As 2013 comes to an end, we are still without a new farm bill.  Both the U.S. Senate and House passed versions of the new farm bill in 2013.  The Senate Agriculture Committee approved its version of the 2013 farm bill (S. 954, the Agriculture Reform, Food, and Jobs Acts of 2013) on May 14, 2013.  The next day, the House Agriculture Committee approved its version of the farm bill (H.R. 1947, the Federal Agriculture Reform and Risk Management Act of 2013).  The House and Senate conference committee continue to negotiate the final version of the farm bill and recent reports suggest that a bill will be ready in January.  The 2008 farm bill officially expired on Sept. 30, 2013; however, the U.S. House of Representatives voted Dec. 12 to extend the 2008 farm bill through January, after the committee failed to agree on a new bill.

Within the bills passed by the U.S. Senate and House are provisions that would reshape the structure of farm commodity support, expand crop insurance coverage, consolidate conservation programs, and reauthorize and revise nutrition assistance.  The new farm bill will likely involve some major changes in the safety net programs available for farm operations, and will likely eliminate direct payments to farmers, which have existed since the late 1990s, and revise counter-cyclical price and revenue support programs.  The next farm bill will likely lower the maximum acreage in the Conservation Reserve Program (CRP) from the current level of 32 million acres down to a maximum of 24 million acres in CRP during the next five years in order to increase crop production acreage in the U.S. 

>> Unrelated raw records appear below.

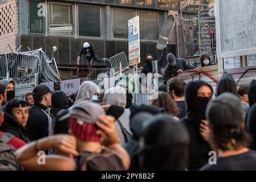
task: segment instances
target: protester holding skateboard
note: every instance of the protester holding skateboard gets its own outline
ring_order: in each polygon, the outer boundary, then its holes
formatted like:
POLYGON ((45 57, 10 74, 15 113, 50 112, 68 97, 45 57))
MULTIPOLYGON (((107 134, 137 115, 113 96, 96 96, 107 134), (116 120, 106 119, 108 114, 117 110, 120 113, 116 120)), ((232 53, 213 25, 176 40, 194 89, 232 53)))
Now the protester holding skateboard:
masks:
MULTIPOLYGON (((165 47, 162 51, 162 55, 161 56, 160 59, 158 61, 159 68, 161 68, 162 67, 164 61, 166 59, 166 55, 167 55, 167 48, 165 47)), ((153 72, 153 60, 154 59, 153 56, 151 54, 147 55, 145 58, 147 64, 143 68, 143 69, 141 71, 141 73, 144 73, 147 75, 148 73, 153 72)), ((161 74, 161 73, 159 73, 161 74)))
POLYGON ((99 58, 99 56, 95 54, 94 47, 90 46, 88 42, 85 42, 83 44, 83 47, 80 49, 78 56, 78 61, 76 63, 78 65, 80 65, 81 57, 83 54, 86 56, 86 58, 88 61, 90 62, 90 65, 91 67, 92 67, 94 65, 94 61, 96 61, 98 63, 105 62, 107 61, 107 59, 105 58, 99 58))
POLYGON ((164 69, 164 81, 165 84, 167 80, 174 77, 177 73, 194 68, 188 61, 183 58, 176 59, 172 53, 167 55, 167 60, 169 63, 164 69))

While some parts of the farm bill are still unknown, crop insurance will most likely be a prominent part of the new legislation.  With direct payments being eliminated, the crop insurance program is set to become agriculture’s primary safety net.  The federal crop insurance program makes available subsidized crop insurance to producers who purchase a policy to protect against individual farm losses in yield, crop revenue, or whole farm revenue.  A report released this summer suggests offering lower insurance premiums to farmers who use practices like no-till farming, cover cropping, and efficient irrigation to reduce drought risk.  Under the Senate farm bill, conservation compliance would be required for crop insurance participation in the future.  In order to receive crop insurance premium subsidies, under the Senate bill, producers must be in compliance with wetland conservation requirements and conservation requirements for highly erodible land.